Mixed Reality Brings Many Benefits to the Construction Industry
Some people find mixed reality (MR) to be a far-out concept that doesn’t yet have a place in construction. However, embracing it early on comes with a lot of great advantages. MR tools improve information flow and make working more efficient. Because they emulate real life, they are intuitive to use, only without the limits of the physical world.
Combining the physical and digital seamlessly
At its simplest, mixed reality is a combination of virtual and physical elements that coexist and interact with each other. By putting on MR glasses at the construction site, you can add digital structures into a physical space, test how they fit and change them accordingly. You can inspect them from as far or close as you wish, and they behave just like physical elements. Instead of a 2D world, MR offers a perception that’s as close to reality as possible.
Information never gets lost
The biggest benefit of mixed reality is that no information is lost. The information gap that inevitably appears when going from 3D to 2D and back can be erased with MR because the information remains in full 3D throughout the project. Compared to a flatscreen, 3D data in MR is much easier to understand. You have a perception of spatial relationships and are able to see distances and sizes as they are meant to appear in the finalized construction.
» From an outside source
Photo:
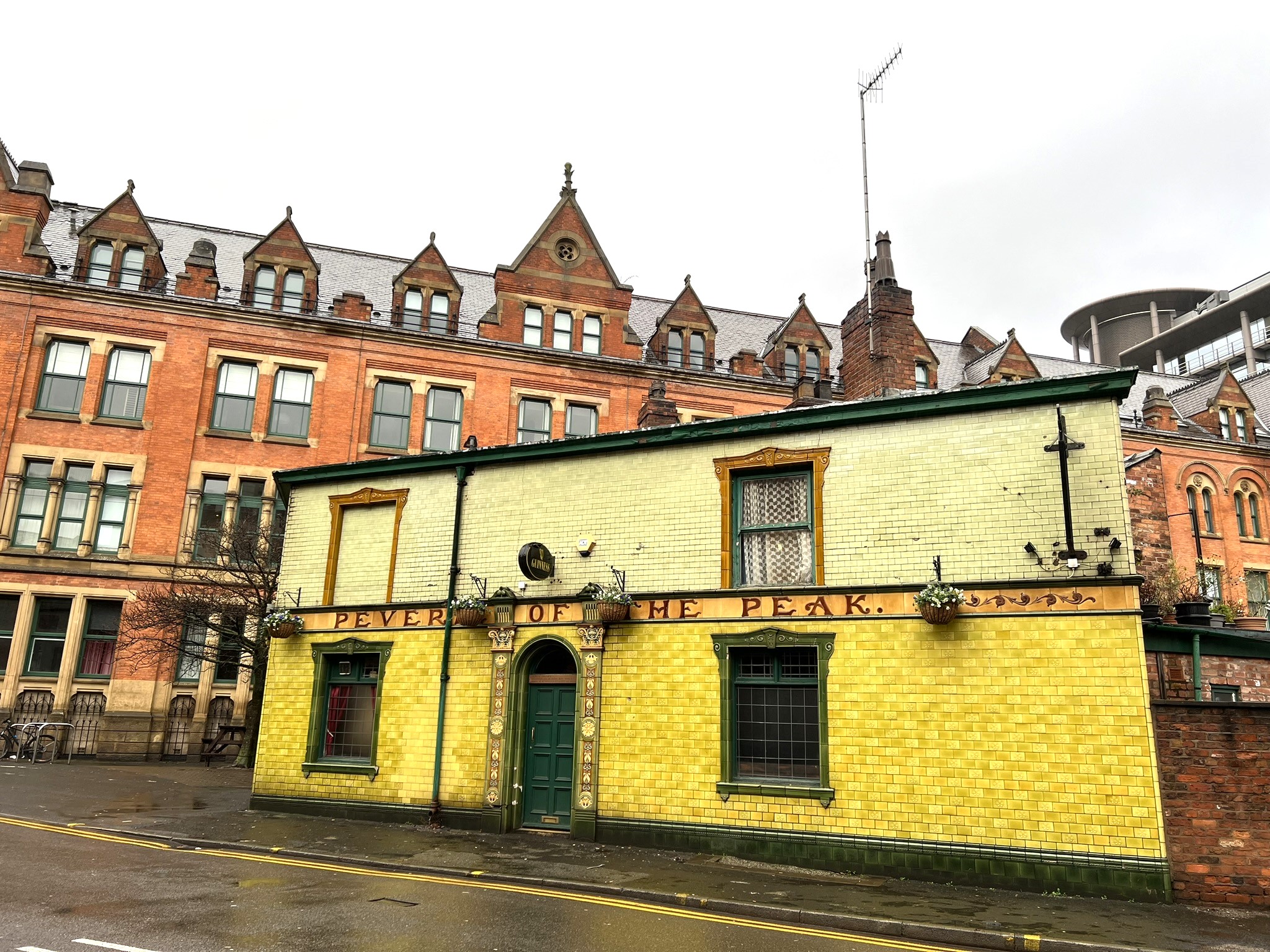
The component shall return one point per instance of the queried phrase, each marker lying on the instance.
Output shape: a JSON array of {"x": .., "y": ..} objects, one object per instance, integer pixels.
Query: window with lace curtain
[{"x": 774, "y": 531}]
Using MR tools reduces rework. In concrete manufacturing, holograms are currently used in rebar work for giving instructions and assisting assembly. Because the 3D information is unambiguous, misinterpretations and errors that waste material and cause delays are less likely. Changes can also be implemented smoothly. If, for example, reinforcing structures are added to original plans on-site, the correct dimensions can be easily checked in the real environment.
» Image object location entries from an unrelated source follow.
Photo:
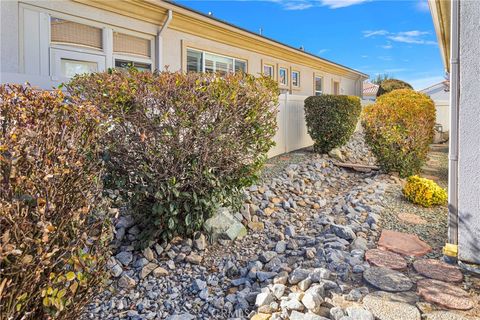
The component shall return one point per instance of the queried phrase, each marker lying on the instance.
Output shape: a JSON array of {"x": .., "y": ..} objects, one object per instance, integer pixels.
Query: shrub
[
  {"x": 399, "y": 128},
  {"x": 424, "y": 192},
  {"x": 389, "y": 85},
  {"x": 183, "y": 144},
  {"x": 53, "y": 239},
  {"x": 331, "y": 120}
]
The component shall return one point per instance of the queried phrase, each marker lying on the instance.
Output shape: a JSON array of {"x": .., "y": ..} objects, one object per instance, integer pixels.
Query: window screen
[
  {"x": 124, "y": 43},
  {"x": 63, "y": 31}
]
Efficiency in planning and doing
MR affects efficiency in two ways. Firstly, it streamlines workflows. Although we create highly detailed 3D models, a lot of time is spent on finalizing 2D drawings. This is because manual additions often need to be made in order to make them fully understandable. Creating a 2D drawing whose information corresponds perfectly with a 3D model takes time and precision. By staying in 3D from the beginning and using MR to illustrate the model as closely to reality as possible, we are able to cut down significantly on the design process.
Secondly, MR has a positive impact on day-to-day work. It unlocks a wider field of view and unlimited hands-free access to information. With a richer user interface and full 3D available, the need to interpret and decode 2D drawings and fetch data disappears. In turn, working becomes faster and more intuitive.
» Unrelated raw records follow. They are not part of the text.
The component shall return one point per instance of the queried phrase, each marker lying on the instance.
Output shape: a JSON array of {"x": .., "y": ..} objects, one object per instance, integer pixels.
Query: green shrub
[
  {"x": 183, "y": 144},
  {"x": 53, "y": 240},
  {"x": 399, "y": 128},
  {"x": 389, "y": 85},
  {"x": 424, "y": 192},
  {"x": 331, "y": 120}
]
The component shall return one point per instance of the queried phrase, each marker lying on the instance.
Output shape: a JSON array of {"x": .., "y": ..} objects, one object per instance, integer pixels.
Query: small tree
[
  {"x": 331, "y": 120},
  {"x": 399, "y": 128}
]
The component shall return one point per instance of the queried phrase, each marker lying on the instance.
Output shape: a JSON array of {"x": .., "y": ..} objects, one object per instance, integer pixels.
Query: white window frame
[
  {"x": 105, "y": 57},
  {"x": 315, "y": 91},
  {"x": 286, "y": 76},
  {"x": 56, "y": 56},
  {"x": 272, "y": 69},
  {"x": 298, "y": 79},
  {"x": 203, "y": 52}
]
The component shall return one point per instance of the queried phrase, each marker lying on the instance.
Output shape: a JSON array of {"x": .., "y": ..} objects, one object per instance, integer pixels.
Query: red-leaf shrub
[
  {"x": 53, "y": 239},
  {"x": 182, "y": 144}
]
A future of limitless hands-free data
The usability of MR tools is improving all the time. Within the next few years, we will see headsets that are small and comfortable enough to use all day, and let you access information hands-free, in real time.
In the future, we will look back at current human-machine interfaces as limiting. Once they’re accustomed to data access without a device, few people will want to go back. Could you, for example, imagine downgrading your touchscreen device to your old flip phone?